O Mártir da Cruz, aguarela de Manuel Tavares (1958). |
Ó verdadeira Luz, justo Cordeiro,
Jesus benigno, manso e piedoso,
Filho do Padre Eterno verdadeiro!
Que causa te moveu, Rei poderoso,
tão escondida lá na mente eterna,
a padeceres fim tão desonroso
e deixar a mais alta e mais superna
cadeira e vida por mais escura
de quantas a mortal fama governa?
Ó preciosas chagas roxas, belas,
luminárias da noite tenebrosa,
de toda a luz privada das estrelas!
Ó Cruz bendita, cara, preciosa!
Contempla bem o passo que deram,
ó coroa de espinhos amargosa!
Vós, santos cravos, quando vos meteram,
à força de martelo, logo à hora
as serpentes e dragos se esconderam
O coração, a alma que não chora,
vendo-te, Redentor, com tantas dores,
em pedra viva de diamante mora.
Que não contemplais isto, pecadores,
e derramais mil lágrimas no dia,
vendo o Senhor tão triste dos Senhores!
Vai, caminho de glória; vai, pombinha
branca sem fel; bendita entre as mulheres;
vai, mãe da Lei da Graça, vai asinha
a o monte Calvário, se ver queres
ao teu precioso Filho antes de morto.
Desconsolada vai; vai, não esperes!
A o qual acharás bem sem conforto,
posto na Cruz, por partes mil chagado,
por nos dar sossegado e manso porto;
escarnecido, só, desamparado
entre dois malfeitores condenados,
de fariseus e armas rodeado.
Mas vós, cruéis, perversos, cheios de ira,
com grita e escárnio, riso, tudo misto,
estais asidos todos na mentira,
dizendo em alta voz: - Se tu és Cristo,
desce-te dessa cruz em que estás posto! -,
não bastando os milagres que haveis visto.

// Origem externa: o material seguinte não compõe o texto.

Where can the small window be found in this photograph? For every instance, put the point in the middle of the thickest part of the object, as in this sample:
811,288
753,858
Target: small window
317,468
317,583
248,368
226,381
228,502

E tu, Senhor, metido em tal desgosto,
estás sofrendo penas tão estranhas
com humilde, sereno e manso rosto.
Ó algozes ingratos, de más manhas,
de troncos e penedos produzidos
nas mais altas e ásperas montanhas!
Que não vos humilhais, dizei, perdidos,
e não pedis perdão do que vos toca,
que, segundo é meu Deus, sereis ouvidos?
Pois Ele, com humilde rogo, invoca
a o Padre por vós benignamente,
deitando o fel e sangue pela boca,
dizendo: - Padre meu Omnipotente,
pedir-te quero, antes que me acabem,
que tudo isto perdoeis a esta gente,
pois o que fazem, certo, não o sabem.